Almost every service uses SHA-1 / 6 digits / 30s. Only change these if your provider explicitly tells you to.

Overview

What this tool does

TOTP (Time-based One-Time Password) is the 6-digit code that authenticator apps like Google Authenticator, Authy, and 1Password show next to each account. It's the second factor in two-factor authentication. This tool implements the same RFC 6238 algorithm right in your browser using the SubtleCrypto API. Paste a base32 secret (or a full otpauth:// URI that QR codes encode) and you get the current code plus a live countdown showing when the next code arrives. Useful for adding 2FA in a setup script, sanity-checking that you copied the secret correctly, or as a last-resort backup if your authenticator app is unavailable. The secret never leaves your browser.

How to

Use it in 3 steps

  1. Paste your base32 secret in the input. Most services show this as a short string of A-Z and 2-7 characters during 2FA setup.
  2. OR paste the full otpauth:// URI (the kind embedded in setup QR codes). The form auto-populates from it.
  3. Read the 6-digit code. It rotates every 30 seconds; the countdown bar shows time remaining.
  4. Copy the code to clipboard with the Copy button. Use it as your 2FA code anywhere you'd use Google Authenticator's code.
  5. Override hash algorithm, digit count, or period only if your provider explicitly tells you to. Defaults match almost every service.

FAQ

Frequently asked questions

Should I use this instead of a real authenticator app?

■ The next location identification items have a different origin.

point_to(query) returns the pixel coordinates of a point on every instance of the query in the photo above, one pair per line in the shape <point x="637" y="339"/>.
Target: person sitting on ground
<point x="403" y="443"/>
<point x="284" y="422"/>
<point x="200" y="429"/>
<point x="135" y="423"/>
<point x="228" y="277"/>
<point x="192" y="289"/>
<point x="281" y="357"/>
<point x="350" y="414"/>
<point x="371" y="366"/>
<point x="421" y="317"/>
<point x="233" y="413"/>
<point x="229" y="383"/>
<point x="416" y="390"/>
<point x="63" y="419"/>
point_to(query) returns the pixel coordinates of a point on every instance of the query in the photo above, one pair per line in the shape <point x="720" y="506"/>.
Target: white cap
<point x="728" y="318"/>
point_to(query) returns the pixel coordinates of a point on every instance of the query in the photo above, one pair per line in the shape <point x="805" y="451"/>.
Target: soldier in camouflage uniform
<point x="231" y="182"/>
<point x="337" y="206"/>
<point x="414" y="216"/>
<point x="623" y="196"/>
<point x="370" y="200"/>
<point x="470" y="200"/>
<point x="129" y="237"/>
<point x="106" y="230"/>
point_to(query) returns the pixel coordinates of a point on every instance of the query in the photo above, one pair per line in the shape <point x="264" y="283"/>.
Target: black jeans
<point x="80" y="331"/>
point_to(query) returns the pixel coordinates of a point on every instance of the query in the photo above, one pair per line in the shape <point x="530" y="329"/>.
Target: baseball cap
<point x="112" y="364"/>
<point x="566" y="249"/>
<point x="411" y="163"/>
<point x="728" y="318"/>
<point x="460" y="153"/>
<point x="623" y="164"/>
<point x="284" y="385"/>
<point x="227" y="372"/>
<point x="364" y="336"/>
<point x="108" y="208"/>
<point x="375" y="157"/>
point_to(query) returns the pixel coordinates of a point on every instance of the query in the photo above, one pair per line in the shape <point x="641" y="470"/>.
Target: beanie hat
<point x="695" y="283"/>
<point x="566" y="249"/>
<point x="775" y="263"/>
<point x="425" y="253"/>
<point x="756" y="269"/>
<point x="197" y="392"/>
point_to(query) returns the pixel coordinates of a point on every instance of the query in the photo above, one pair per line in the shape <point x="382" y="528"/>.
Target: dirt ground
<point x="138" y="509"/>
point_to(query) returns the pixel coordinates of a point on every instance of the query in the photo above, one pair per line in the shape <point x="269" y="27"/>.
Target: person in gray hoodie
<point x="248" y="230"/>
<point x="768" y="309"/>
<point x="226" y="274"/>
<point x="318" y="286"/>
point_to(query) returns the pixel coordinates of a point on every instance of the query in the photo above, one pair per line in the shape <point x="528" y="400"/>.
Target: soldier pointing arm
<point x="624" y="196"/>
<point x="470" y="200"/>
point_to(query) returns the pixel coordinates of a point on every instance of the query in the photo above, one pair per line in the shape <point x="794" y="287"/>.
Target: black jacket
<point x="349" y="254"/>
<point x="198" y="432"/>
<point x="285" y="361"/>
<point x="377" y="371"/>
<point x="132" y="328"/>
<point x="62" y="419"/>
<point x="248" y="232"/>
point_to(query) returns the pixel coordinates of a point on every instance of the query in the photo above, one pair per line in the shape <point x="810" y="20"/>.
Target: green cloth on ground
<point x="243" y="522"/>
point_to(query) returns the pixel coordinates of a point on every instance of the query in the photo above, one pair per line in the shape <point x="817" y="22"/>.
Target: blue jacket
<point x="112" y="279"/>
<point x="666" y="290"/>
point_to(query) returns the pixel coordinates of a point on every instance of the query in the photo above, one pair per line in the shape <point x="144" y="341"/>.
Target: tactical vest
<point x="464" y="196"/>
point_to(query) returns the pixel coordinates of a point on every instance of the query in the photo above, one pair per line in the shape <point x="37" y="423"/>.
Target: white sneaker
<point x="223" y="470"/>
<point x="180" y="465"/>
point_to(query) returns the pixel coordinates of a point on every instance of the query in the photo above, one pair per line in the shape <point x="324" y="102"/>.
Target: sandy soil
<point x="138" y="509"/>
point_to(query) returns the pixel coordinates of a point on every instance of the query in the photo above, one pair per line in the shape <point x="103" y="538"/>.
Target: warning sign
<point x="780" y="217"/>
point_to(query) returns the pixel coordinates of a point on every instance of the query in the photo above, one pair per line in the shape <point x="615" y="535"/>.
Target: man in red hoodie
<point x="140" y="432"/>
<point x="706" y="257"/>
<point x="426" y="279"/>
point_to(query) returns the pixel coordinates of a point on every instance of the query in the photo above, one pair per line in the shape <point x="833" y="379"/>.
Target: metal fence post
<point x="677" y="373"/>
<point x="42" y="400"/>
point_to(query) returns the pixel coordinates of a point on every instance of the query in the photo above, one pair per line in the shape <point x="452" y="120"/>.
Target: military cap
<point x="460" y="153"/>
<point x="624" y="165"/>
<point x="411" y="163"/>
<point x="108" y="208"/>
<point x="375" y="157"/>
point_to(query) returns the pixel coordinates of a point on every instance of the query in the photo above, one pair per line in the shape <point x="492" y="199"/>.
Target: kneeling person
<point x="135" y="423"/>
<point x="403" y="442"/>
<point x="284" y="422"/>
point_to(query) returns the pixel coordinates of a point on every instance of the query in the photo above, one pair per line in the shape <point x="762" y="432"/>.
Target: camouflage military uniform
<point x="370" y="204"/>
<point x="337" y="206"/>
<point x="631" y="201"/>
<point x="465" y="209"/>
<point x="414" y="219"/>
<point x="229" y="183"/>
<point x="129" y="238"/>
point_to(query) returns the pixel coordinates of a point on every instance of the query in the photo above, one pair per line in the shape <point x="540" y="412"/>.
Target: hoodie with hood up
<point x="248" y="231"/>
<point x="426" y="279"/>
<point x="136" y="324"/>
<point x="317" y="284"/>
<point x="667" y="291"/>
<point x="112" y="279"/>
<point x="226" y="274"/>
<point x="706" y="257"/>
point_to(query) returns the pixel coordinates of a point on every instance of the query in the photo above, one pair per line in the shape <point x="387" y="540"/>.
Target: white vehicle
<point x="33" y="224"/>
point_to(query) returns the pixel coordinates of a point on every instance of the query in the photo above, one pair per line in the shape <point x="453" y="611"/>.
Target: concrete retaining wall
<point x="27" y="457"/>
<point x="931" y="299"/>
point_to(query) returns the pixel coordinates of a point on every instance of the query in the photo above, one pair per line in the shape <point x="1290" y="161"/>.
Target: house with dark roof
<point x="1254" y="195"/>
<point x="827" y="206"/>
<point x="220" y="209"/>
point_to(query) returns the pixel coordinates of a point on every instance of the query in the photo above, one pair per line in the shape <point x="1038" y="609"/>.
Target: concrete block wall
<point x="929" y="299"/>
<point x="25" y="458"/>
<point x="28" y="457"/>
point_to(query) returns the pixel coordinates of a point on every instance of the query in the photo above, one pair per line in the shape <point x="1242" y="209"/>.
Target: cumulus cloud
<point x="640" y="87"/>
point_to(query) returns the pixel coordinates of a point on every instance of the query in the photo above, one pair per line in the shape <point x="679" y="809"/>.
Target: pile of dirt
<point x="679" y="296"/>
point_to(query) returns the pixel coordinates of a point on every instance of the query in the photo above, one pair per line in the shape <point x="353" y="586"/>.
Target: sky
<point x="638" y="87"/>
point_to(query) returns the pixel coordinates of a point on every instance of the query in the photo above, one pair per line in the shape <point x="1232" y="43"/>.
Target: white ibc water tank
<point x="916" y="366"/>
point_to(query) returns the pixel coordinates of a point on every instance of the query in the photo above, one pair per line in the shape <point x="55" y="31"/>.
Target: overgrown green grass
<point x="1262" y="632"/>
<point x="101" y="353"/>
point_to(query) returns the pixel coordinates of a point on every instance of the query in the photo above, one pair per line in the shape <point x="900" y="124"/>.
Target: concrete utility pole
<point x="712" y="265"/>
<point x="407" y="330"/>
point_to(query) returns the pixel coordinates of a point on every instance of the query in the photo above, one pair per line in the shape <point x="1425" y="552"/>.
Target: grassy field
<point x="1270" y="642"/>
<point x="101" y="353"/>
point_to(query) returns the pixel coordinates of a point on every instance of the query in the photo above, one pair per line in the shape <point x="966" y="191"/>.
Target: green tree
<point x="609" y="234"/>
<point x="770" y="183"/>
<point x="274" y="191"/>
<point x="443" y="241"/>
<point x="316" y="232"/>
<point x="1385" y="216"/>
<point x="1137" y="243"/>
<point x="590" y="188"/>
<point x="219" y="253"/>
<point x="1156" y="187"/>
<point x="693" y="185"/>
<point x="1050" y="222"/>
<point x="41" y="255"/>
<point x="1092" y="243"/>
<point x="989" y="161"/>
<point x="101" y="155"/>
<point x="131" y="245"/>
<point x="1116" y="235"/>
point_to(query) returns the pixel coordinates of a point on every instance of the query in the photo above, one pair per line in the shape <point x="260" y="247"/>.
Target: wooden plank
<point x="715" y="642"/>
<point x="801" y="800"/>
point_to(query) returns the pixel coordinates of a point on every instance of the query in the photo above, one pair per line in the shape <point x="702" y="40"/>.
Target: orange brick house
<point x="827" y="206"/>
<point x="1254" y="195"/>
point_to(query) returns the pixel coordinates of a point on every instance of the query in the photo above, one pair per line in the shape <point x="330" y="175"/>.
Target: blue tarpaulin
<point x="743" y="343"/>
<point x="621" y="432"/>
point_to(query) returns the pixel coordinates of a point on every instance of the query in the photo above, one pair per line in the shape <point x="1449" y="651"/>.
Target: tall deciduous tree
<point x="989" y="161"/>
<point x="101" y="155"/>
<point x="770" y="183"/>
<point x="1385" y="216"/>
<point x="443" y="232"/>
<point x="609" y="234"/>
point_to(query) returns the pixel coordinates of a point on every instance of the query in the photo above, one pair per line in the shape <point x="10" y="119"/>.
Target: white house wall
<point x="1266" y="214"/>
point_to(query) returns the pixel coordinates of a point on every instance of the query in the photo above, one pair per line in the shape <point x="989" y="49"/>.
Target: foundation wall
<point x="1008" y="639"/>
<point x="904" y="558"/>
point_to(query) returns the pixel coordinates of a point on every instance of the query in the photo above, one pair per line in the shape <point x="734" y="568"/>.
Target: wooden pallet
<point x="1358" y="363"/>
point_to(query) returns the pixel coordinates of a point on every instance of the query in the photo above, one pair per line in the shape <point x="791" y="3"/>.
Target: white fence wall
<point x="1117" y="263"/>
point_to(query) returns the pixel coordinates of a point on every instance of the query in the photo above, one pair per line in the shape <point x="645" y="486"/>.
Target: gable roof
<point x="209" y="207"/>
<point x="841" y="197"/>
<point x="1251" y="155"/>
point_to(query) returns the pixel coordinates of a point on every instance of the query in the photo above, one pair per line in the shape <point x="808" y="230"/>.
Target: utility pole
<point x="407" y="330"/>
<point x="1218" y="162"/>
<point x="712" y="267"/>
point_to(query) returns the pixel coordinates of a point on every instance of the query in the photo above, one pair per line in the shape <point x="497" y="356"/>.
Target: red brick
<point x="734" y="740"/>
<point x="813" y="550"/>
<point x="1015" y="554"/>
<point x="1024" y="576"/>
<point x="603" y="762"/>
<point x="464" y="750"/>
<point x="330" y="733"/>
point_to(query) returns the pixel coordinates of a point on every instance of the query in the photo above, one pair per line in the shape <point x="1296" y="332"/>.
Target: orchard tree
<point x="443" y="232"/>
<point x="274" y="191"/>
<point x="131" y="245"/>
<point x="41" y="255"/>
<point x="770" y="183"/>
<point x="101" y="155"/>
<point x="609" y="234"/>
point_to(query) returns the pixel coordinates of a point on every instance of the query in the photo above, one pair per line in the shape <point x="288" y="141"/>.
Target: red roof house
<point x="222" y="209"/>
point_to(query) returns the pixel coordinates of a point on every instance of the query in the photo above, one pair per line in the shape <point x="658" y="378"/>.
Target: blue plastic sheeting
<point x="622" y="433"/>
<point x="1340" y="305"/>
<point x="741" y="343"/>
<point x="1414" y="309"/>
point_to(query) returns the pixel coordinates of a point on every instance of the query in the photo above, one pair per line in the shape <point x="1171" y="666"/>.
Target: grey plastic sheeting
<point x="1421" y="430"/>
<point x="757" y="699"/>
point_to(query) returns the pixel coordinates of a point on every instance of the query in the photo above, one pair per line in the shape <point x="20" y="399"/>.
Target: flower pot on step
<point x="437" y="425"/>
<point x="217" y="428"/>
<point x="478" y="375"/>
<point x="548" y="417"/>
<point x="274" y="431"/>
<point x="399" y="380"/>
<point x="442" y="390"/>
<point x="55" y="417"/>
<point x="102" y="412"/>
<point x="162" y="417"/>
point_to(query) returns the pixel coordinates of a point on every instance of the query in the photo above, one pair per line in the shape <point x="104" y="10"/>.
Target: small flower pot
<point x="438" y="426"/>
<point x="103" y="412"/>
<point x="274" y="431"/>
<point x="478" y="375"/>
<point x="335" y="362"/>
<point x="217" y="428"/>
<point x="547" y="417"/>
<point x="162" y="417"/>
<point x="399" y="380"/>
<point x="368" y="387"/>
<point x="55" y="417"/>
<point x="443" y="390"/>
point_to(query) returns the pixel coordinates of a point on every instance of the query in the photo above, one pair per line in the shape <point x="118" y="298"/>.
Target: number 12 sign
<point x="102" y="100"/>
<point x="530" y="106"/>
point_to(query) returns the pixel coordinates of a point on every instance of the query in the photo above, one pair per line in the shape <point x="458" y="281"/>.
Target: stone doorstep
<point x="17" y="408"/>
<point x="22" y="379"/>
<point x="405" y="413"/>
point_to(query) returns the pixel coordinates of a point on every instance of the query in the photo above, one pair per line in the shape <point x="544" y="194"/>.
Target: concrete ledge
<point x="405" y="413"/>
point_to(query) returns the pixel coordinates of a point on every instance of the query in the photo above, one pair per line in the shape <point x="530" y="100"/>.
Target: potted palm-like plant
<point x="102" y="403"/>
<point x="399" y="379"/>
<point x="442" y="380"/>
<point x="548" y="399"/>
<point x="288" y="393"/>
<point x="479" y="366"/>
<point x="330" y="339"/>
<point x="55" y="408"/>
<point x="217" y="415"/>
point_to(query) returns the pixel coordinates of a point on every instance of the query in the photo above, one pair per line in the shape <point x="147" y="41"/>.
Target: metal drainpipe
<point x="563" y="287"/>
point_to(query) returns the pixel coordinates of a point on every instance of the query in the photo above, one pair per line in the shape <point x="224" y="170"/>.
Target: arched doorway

No, not for primary 2FA. A dedicated mobile authenticator (Authy, 1Password, Aegis, Google Authenticator) keeps the secret in secure storage on your device. A web tool can be hijacked by browser extensions or malware. Use this as a backup, a setup-script helper, or a sanity check.

Is my secret uploaded?

No. The base32 secret stays in your browser's memory while you have the page open. The math (HMAC + dynamic truncation per RFC 4226 / 6238) runs entirely in your browser via the SubtleCrypto API. Close the tab and the secret is gone.

What's a base32 secret?

It's the encoding format authenticator-app secrets use: 32 characters (A-Z plus the digits 2-7) representing 5 bits each. During 2FA setup, services show you this string (often grouped in 4-char blocks for readability) alongside a QR code that contains the same secret in a URI.

What's an otpauth URI?

The string a 2FA setup QR code encodes. Format: otpauth://totp/Label?secret=ABC&issuer=Example&algorithm=SHA1&digits=6&period=30. Pasting one auto-fills every field of this tool.

Why does the next code preview matter?

When the countdown is below 5 seconds, you might enter the current code into a website but by the time you press submit, the code has rolled over. Seeing the next code lets you decide whether to wait or use the upcoming one.

What if the code is wrong?

Check (1) the secret has no typos and no spaces; (2) the hash algorithm matches what the service uses (almost always SHA-1); (3) digit count and period match (6 and 30 are the defaults); (4) your device's clock is correct (TOTP is time-based; a clock that's off by minutes will give wrong codes).